Keywords: Data Mining, Agents, Rare Disease
TL;DR: Rare diseases affect 1 in 10 Americans, but diagnosing them is hard because symptoms overlap with common diseases.
Track: Findings
Abstract: Despite rare diseases affecting 1 in 10 Americans, their differential diagnosis remains challenging. Due to their impressive recall abilities, large language models (LLMs) have been recently explored for differential diagnosis. Existing approaches to evaluating LLM-based rare
disease diagnosis suffer from two critical limitations: they rely on idealized clinical case studies that fail to capture real-world clinical complexity, or they use ICD codes as disease labels, which significantly undercounts rare diseases since many lack direct mappings to comprehensive rare disease databases like Orphanet.
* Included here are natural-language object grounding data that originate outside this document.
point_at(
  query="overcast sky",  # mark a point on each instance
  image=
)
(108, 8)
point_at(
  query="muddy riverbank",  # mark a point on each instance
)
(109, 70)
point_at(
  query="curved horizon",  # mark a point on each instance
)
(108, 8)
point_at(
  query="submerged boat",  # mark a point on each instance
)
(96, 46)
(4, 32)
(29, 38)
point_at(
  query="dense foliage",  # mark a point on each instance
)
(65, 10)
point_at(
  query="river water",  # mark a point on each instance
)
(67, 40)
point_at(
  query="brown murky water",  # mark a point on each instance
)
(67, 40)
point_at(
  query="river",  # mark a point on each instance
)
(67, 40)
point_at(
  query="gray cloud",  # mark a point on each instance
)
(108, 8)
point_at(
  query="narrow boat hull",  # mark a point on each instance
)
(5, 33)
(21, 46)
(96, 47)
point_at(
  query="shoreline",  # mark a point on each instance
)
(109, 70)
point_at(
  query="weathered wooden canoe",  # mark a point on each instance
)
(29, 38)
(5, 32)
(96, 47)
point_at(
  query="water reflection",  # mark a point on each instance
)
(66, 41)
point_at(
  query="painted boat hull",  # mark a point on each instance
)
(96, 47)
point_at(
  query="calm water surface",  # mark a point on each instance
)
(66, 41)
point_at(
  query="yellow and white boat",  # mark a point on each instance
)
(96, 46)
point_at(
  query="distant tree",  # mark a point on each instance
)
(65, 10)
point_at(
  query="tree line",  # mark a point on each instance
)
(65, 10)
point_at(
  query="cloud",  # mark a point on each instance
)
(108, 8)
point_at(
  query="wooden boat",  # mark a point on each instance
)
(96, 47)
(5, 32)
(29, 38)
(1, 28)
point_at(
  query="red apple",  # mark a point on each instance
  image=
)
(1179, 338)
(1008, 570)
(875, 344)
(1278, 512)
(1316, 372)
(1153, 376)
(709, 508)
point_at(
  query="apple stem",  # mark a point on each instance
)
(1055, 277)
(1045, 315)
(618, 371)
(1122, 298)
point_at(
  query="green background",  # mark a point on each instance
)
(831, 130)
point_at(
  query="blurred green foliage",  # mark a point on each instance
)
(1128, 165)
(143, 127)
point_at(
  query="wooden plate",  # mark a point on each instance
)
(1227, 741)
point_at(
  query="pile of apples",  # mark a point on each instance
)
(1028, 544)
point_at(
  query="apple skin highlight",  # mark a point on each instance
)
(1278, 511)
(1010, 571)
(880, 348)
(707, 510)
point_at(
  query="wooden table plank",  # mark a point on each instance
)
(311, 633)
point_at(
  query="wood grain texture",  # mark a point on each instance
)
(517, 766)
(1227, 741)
To address these limitations, we explore MIMIC-RD, a rare disease differential diagnosis bench mark constructed by directly mapping clinical text entities to Orphanet. Our methodology involved an initial LLM-based mining process followed by validation from four medical annotators to confirm identified entities were genuine rare diseases. We evaluated various models on our dataset of 145 patients and found that current state-of-the-art LLMs perform poorly onrare disease differential diagnosis, highlighting the substantial gap between existing capabilities and clinical needs. From our findings, we outline several future steps towards improving differential diagnosis of rare diseases.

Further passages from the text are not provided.